NFL Coach Tony Dungy Discusses Diversity
By Chris Nicholson
FAIRFIELD, Conn. – On Tuesday, Feb. 19, Tony Dungy, head coach of the NFL’s Indianapolis Colts, visited Sacred Heart University. He attended a dinner with a small group of administrators and students, then delivered a lecture to 800 in the sold-out Edgerton Center for the Performing Arts.
Dungy’s presentation, titled “Diversity On the Field and Off,” was the Black History Month segment of SHU’s award-winning Student Affairs Lecture Series.
In the lecture, Dungy discussed the current state of diversity in the NFL and compared it to its state at the beginning of his career in 1977. He also discussed how ethnic background and other factors influence an individual’s personality, diversity examples in the Bible, and the importance of strong leaders in unifying diverse personnel in both the sports and corporate worlds.
“Business is very, very similar to football. How you win on a football field is how you win in business — a cohesive unit that puts the goals of the organization in first place,” Dungy said. “No matter what field you get into, diversity is something you’re going to have to deal with. Expertise and brain power are not enough — you’re going to have to function in a diverse workplace in order to make it.”
In 2007, Dungy became the first African-American to coach a team to a Super Bowl championship. Later that year, his book, Quiet Strength: The Principles, Practices, & Priorities of a Winning Life, reached the top of The New York Times Best Seller list.
Prior to the lecture, Dungy had dinner with several SHU administrators and students, including Athletic Director Don Cook, Head Football Coach Paul Gorham, and four members of the university’s Student Government. Three Pioneer football players also attended the dinner: sophomore quarterback Dale Fink, senior running back Jason Payne, and sophomore wide receiver Steve Tedesco.
“It was great talking to him. I got to ask him questions and he answered them truthfully,” Payne said. “It was surprising that he wasn’t caught up in the hype, as big as he is — he was just a really cool person to talk to.”
Payne said Dungy spoke to the group about family, life, business and diversity, but the topic of most interest to him was breaking into professional football.

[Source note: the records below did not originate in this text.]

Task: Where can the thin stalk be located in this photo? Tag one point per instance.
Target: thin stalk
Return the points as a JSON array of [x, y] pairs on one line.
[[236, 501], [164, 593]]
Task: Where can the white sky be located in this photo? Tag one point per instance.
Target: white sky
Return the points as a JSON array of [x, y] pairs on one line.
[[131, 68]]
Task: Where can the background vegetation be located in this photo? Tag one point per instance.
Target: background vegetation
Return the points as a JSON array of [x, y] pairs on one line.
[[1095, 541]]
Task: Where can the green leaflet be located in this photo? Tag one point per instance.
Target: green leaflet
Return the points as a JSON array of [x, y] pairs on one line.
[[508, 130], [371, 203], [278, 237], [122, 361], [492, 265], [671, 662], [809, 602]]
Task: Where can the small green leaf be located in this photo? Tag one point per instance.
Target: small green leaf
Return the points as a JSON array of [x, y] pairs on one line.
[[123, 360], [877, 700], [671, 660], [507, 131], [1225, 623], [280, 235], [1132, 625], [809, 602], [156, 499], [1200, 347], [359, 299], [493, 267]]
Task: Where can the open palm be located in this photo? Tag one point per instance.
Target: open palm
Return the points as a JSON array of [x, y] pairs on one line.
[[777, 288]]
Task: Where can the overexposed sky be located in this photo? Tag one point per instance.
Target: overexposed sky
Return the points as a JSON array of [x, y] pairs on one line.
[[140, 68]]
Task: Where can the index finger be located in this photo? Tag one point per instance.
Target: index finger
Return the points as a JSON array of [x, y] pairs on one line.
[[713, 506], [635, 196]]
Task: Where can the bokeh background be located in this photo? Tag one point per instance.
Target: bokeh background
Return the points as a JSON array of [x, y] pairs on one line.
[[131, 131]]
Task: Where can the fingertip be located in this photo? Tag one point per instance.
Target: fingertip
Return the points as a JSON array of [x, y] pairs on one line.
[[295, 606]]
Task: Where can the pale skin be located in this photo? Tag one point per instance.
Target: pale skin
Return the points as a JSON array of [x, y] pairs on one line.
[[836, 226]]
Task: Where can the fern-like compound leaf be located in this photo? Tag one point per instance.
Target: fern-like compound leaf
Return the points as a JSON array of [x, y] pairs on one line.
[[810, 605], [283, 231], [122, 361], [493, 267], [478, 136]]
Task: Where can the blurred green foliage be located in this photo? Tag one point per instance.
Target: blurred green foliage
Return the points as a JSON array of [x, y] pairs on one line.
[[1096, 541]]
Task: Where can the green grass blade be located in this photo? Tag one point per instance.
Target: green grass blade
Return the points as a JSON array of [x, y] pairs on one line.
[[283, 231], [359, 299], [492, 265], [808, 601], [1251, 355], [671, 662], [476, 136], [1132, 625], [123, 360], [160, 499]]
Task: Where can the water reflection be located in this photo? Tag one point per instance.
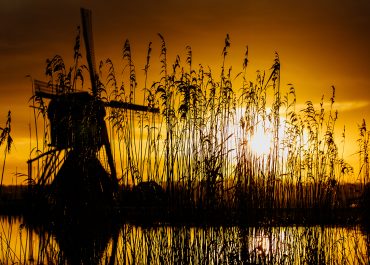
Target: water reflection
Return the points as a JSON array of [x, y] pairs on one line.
[[22, 244]]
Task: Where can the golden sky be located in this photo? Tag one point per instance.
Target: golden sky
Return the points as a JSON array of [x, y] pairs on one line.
[[320, 43]]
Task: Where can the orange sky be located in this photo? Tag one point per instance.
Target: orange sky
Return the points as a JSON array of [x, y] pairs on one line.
[[320, 43]]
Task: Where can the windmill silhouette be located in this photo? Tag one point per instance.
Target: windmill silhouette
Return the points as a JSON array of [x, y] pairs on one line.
[[77, 126]]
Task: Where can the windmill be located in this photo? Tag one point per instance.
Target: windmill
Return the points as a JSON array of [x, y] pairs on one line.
[[77, 126]]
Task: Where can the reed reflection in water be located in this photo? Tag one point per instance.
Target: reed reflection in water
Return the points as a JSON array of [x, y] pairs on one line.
[[20, 244]]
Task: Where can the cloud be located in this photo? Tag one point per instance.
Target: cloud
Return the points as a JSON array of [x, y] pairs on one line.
[[339, 106]]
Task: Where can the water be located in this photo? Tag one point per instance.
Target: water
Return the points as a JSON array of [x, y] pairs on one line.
[[22, 243]]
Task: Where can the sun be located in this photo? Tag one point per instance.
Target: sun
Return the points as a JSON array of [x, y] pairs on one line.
[[261, 142]]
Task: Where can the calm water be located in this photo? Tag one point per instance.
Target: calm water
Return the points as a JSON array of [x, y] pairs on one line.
[[21, 243]]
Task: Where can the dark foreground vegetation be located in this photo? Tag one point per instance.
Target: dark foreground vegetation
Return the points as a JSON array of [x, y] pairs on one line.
[[185, 158]]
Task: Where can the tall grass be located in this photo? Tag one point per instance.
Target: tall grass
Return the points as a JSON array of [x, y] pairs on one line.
[[199, 147]]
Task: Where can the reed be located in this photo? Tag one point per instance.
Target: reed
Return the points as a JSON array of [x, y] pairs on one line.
[[199, 148]]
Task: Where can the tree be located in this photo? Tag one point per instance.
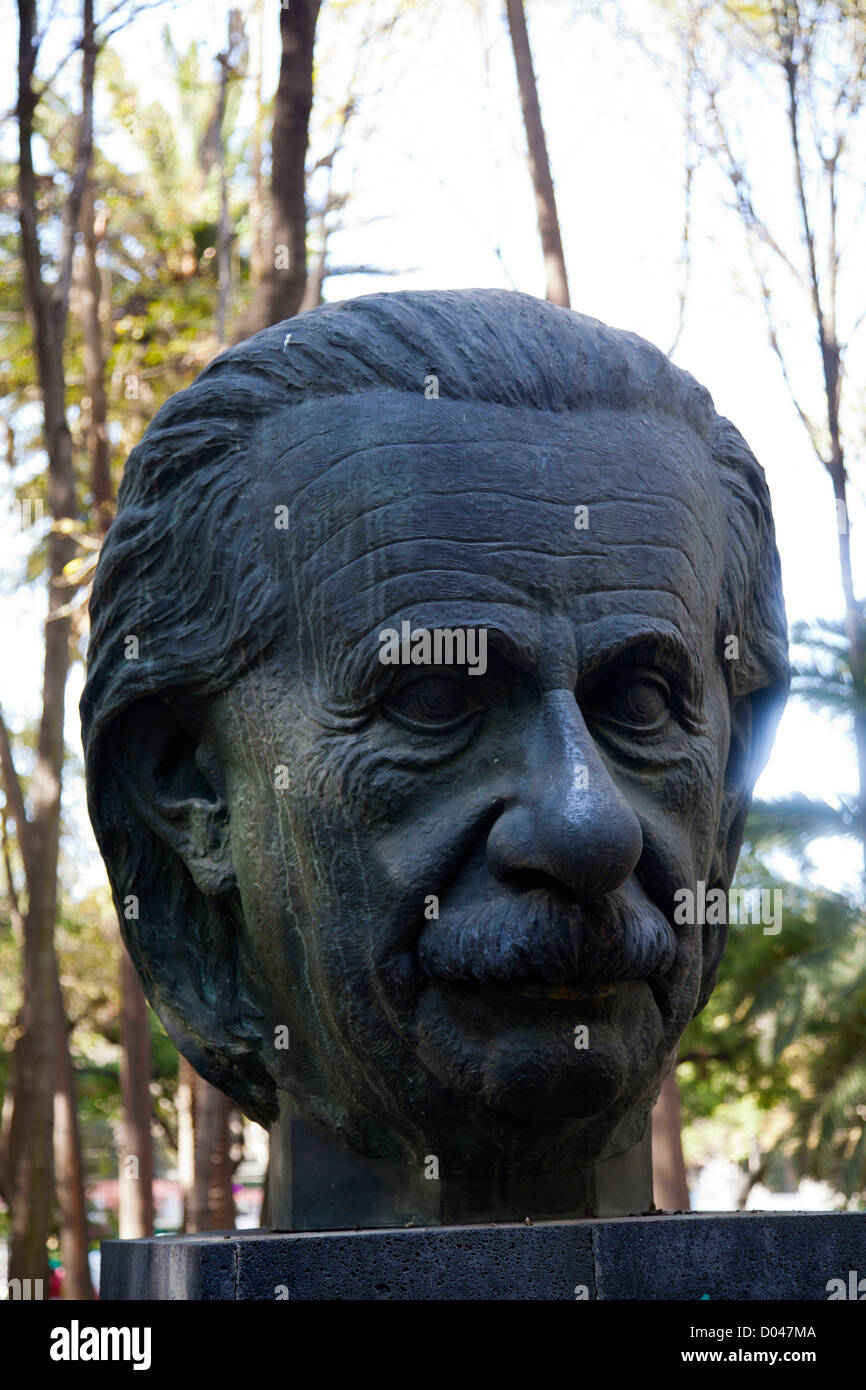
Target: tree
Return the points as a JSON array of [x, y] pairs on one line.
[[537, 156], [28, 1161], [281, 289], [811, 57]]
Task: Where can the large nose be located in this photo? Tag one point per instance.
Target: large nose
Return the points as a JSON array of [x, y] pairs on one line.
[[567, 824]]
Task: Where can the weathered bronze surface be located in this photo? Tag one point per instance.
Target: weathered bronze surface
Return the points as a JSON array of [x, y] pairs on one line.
[[416, 915]]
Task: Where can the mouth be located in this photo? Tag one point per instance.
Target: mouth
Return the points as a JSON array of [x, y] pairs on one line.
[[544, 948]]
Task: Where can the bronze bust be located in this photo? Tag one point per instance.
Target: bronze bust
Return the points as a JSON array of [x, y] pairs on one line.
[[412, 702]]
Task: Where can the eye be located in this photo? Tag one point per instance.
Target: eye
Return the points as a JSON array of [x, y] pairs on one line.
[[431, 705], [640, 702]]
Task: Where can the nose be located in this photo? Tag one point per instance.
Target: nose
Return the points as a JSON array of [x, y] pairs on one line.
[[567, 824]]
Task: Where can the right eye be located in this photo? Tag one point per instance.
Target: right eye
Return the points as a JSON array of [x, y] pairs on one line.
[[431, 705]]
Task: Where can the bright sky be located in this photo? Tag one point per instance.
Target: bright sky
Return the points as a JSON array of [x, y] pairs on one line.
[[441, 195]]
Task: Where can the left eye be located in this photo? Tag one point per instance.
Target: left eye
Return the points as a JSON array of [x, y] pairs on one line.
[[641, 704], [431, 705]]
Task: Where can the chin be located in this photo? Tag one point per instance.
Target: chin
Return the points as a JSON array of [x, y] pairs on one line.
[[517, 1059]]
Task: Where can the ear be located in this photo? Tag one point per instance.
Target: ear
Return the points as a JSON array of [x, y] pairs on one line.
[[740, 777], [175, 783], [747, 756]]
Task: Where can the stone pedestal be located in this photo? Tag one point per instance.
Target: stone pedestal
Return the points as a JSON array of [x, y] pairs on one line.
[[751, 1255]]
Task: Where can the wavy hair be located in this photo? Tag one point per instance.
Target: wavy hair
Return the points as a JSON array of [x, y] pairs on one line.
[[177, 571]]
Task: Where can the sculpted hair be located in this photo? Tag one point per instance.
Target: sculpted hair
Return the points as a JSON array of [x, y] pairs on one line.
[[181, 573]]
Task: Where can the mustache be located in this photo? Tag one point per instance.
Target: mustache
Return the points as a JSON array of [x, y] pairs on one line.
[[620, 936]]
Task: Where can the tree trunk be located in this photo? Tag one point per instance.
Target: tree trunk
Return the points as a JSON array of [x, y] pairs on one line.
[[257, 249], [31, 1126], [99, 452], [135, 1186], [669, 1183], [540, 164], [186, 1144], [213, 1203], [68, 1165], [281, 289]]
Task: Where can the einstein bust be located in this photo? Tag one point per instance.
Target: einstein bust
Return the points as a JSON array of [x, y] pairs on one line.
[[412, 705]]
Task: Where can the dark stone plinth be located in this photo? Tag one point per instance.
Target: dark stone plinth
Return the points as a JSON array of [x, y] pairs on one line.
[[749, 1255]]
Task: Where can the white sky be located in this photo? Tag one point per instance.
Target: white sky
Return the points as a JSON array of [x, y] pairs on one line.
[[439, 186]]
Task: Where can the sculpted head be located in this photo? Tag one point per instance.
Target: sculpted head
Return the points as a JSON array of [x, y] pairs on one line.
[[427, 906]]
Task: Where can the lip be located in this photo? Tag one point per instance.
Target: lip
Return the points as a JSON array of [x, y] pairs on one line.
[[540, 990]]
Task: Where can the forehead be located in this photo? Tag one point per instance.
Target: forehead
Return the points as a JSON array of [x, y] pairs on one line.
[[451, 513]]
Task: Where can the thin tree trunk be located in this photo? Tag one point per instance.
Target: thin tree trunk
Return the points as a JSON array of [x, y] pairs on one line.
[[68, 1165], [669, 1182], [186, 1147], [257, 249], [31, 1126], [281, 289], [213, 1203], [91, 287], [540, 164], [224, 234], [135, 1184]]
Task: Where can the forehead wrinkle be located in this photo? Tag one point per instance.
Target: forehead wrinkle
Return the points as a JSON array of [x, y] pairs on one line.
[[498, 548], [559, 435], [376, 509]]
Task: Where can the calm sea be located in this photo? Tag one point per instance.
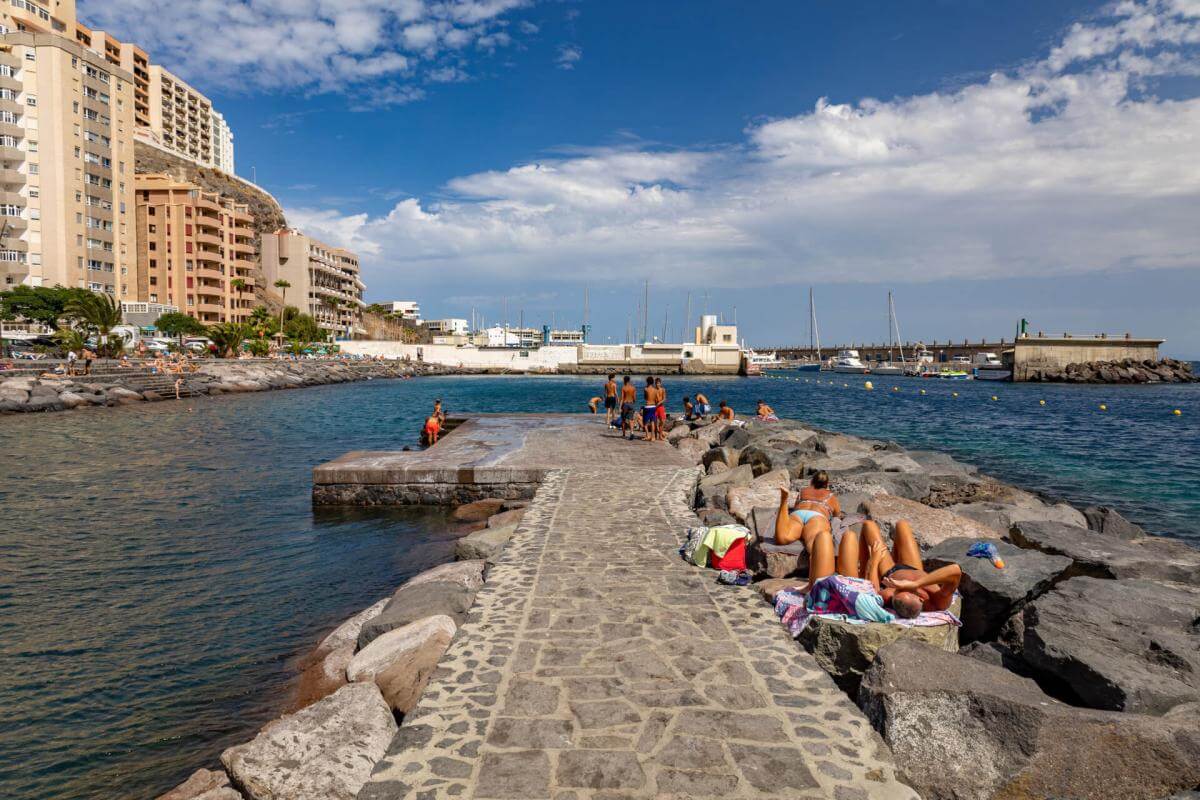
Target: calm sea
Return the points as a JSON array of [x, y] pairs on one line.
[[162, 570]]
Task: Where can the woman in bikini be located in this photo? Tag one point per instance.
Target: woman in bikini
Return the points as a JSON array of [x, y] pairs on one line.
[[813, 513]]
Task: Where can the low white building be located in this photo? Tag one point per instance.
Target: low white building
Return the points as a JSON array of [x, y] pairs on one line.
[[451, 326], [408, 310]]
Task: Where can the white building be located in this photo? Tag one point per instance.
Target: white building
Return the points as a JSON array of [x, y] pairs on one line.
[[453, 326], [222, 143], [408, 310]]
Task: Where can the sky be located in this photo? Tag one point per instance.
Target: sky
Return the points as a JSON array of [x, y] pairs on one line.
[[987, 162]]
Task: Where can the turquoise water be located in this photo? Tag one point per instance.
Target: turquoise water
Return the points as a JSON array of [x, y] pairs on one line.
[[163, 569]]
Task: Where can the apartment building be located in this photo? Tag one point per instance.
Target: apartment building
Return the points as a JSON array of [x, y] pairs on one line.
[[324, 281], [66, 163], [167, 112], [222, 143], [196, 250]]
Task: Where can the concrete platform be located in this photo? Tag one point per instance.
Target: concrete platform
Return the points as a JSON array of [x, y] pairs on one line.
[[485, 456]]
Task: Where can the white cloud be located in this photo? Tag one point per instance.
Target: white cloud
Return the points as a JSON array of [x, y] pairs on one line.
[[337, 46], [568, 56], [1068, 166]]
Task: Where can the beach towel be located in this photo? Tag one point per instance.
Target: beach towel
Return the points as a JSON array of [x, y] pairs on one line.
[[718, 539], [847, 600]]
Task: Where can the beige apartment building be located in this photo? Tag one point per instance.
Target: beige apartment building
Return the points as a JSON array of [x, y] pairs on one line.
[[167, 112], [66, 166], [192, 248], [324, 281]]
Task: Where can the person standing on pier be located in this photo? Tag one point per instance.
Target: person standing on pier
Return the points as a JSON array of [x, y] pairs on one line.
[[661, 425], [610, 400], [628, 398]]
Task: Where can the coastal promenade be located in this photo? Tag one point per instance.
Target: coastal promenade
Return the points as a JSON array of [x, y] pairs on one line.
[[597, 663]]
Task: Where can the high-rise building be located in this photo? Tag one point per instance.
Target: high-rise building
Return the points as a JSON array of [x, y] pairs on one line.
[[66, 163], [324, 281], [196, 250], [222, 143], [166, 110]]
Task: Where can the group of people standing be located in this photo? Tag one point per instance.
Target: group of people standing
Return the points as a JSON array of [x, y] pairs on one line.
[[622, 411]]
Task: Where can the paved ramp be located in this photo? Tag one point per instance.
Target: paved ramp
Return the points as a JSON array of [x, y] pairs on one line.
[[595, 663]]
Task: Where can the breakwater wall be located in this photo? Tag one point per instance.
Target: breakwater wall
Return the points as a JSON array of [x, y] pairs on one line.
[[113, 385]]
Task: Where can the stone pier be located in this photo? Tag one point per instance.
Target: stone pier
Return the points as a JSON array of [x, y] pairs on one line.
[[597, 663]]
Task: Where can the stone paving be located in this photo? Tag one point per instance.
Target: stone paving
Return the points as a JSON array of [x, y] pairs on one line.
[[595, 663]]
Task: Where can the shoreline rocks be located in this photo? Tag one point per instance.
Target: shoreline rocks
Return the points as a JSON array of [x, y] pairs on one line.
[[113, 386]]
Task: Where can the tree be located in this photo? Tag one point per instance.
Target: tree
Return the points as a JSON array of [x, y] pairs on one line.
[[282, 286], [227, 337], [304, 328], [45, 305], [96, 312], [177, 324]]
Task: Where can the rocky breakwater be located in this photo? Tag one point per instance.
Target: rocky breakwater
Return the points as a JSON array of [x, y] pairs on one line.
[[358, 685], [112, 385], [1128, 371], [1091, 627]]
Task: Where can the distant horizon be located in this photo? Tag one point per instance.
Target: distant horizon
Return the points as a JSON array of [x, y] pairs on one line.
[[987, 162]]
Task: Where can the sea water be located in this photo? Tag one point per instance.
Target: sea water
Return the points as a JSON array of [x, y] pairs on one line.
[[162, 569]]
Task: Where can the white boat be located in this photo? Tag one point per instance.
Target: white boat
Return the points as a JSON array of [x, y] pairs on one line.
[[849, 361], [988, 366]]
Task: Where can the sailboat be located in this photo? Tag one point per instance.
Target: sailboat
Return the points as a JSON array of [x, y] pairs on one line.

“I’m an aspiring NFL player, and it was great to ask him for advice. He suggested agents to talk with, what a coach looks for in players, and things like that,” said Payne, who was fourth in the Northeast Conference last season with 116.5 rushing yards per game.
“It was a great experience,” Fink agreed. “From what he was talking about and what you read in his book, he’s an outstanding citizen. He’s someone you’d want to model yourself and your life after.”
Cook appreciated the positive perspective that Dungy was able to bring to students, particularly the football players.
“They came away from it very impressed with how genuine an individual he his,” Cook said. “It was a great gift to the student body and to the community to have an opportunity to be exposed to a person of this quality, a person of this depth, particularly in our profession. It’s refreshing to know that there are people in sports who keep things in balance and pointing in the right direction.”
Dungy said that he, too, appreciated the chance to converse at dinner.
“They were a very impressive group,” he said of the SHU students. “We talked not just about football, but about living life. It’s not often I get to visit the other side of things — having dinner with the students brought back some terrific memories of going to school.”
Denise Tiberio, SHU’s associate dean of students and chair of the Lecture Series Committee, said that Dungy was a perfect speaker for Black History Month.
“He was absolutely wonderful, just an amazing person,” she said. “He answered every question everybody had, he was a warm-hearted, kind person, very Christian, and great for our mission.”
The Student Affairs Lecture Series was launched in 2005, and was honored with the 2007 “Program of the Year” award by the National Association of Student Personnel Administrators.
Tiberio says that choosing each year’s lecture lineup has been challenging, particularly because the committee tries to intertwine their choices with the university’s curricula.
“It’s a lot of effort,” she says. “We do an outreach to try to find out what the students would want to see, and we contact faculty members to see what would be a fit for the university. Student Affairs shouldn’t be just parties and dances—it should also support learning outside the classroom.”
Past lecturers include former NFL football player Tiki Barber, television personality Tim Russert, Rwandan genocide survivor Immaculee Ilibagiza, Broadway actor Anthony Rapp, and renowned author and political journalist Bob Woodward.
The last lecture of the 2007-08 series will be delivered on March 27 by Lee Woodruff, co-author of In an Instant, and wife of ABC news anchor Bob Woodruff, who was injured while reporting from Iraq. All the series’ lectures are open to the public.